Unser Ziel ist „ein Europa, das schützt“ – in das die Menschen wieder Vertrauen haben können. Dafür muss die EU im Sinne der Subsidiarität stärker auf die großen Themen fokussieren, bei denen sich die Bevölkerung zu Recht Lösungen erwartet. Gleichzeit soll sie sich bei kleineren Fragen zurücknehmen, die Staaten oder Regionen selbst besser regeln können.

Dazu hat Kommissionspräsident Juncker im Jänner auch eine Task Force für Subsidiarität, Proportionalität und „Weniger, aber effizienteres Handeln“ eingesetzt. Ich bin hier einer von nur drei Vertretern der 28 nationalen Parlamente in der Task Force, in der auch 3 Vertreter des Ausschusses der Regionen (AdR) mitarbeiten.

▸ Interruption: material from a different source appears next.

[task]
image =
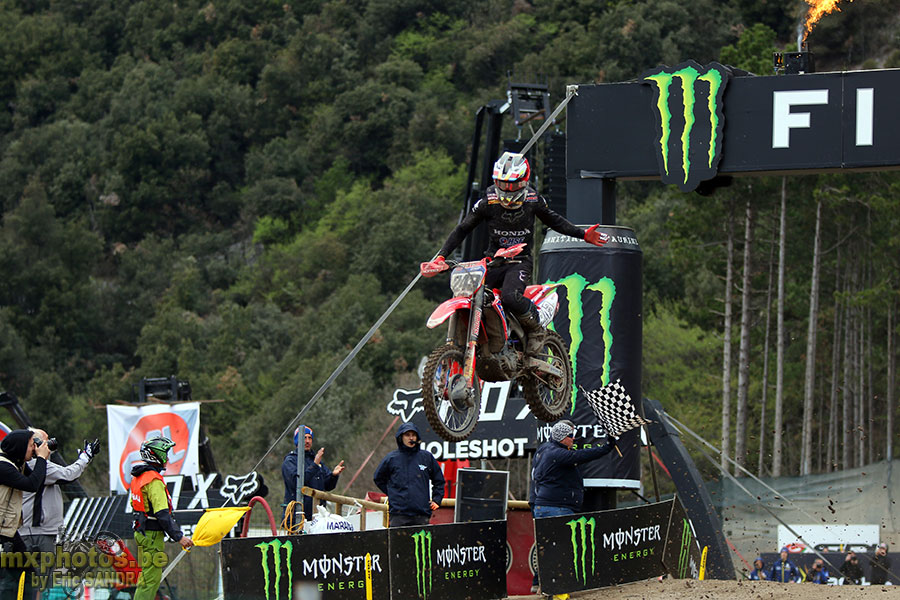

19. Juni 2018: Gespräch mit Senator Lodovico Sonego

Mit dem Präsidenten der italienischen Delegation der Parlamentarischen Versammlung der Zentraleuropäischen Initiative, Senator Lodovico Sonego, besprach ich die Beitrittsperspektiven der Länder Südosteuropas wie von Albanien, Serbien, Mazedonien und Montenegro. Italien und Österreich befürworten bei entsprechenden Fortschritten dieser Staaten deren Mitgliedschaft in der EU.

14. Juni 2018: Aussprache mit der Botschafterin Polens in Wien

Die parlamentarische Freundschaftsgruppe Österreich-Polen, geleitet von der dritten Präsidentin des Nationalrates Anneliese Kitzmüller, lud zu einer Aussprache mit der Botschafterin Polens in Wien Mag. Jolanta Roza Kozlowska ein.

Die Beziehungen unserer beiden Länder sind traditionell sehr gut. Besonders in Südpolen wird Österreich aufgrund der geografischen Nähe und der gemeinsamen Geschichte besonderes Interesse entgegengebracht. Auch wirtschaftlich entwickeln sich die Beziehungen seit Jahren sehr positiv – Österreich zählt zu den Top-10 Investoren im Land, die Investitionen schufen über 40.000 Jobs.

14. Juni 2018: Vortrag vor Studierenden des Diplomlehrganges Global Advancement Programme (GAP)

In einem Vortrag vor Studierenden des Diplomlehrganges Global Advancement Programme (GAP) des Akademischen Forum für Außenpolitik (AFA) erläuterte ich die Schwerpunkte der österreichischen EU-Ratspräsidentschaft im 2. Halbjahr 2018.

Das Global Advancement Programme (GAP) ist ein einjähriger Diplomlehrgang. In jedem akademischen Jahr werden zwei Studienrichtungen mit unterschiedlichen Schwerpunkten für jeweils 36 Studierende angeboten, die sich durch beste Qualifikation und besonderes Engagement auszeichnen. Für 2017/18, dem bereits achten Jahrgang, stehen die beiden Studienrichtungen Politik und Diplomatie sowie Wirtschaft und Finanzen zur Wahl. Das GAP ist heute der hochrangigste Diplomlehrgang dieser Art in Österreich.

Im Programm erhalten die Studierenden die Möglichkeit, ergänzend zu ihrer universitären theoretischen Ausbildung, einen Diplomlehrgang zu besuchen, der vor allem angewandte und praktische Inhalte sowie persönliche Erfahrungen, Perspektiven und Strategien von (ehemaligen) Regierungsmitgliedern, Spitzendiplomaten, Wirtschafts- und Medienvertretern sowie Persönlichkeiten aus anderen gesellschaftlichen Bereichen enthält.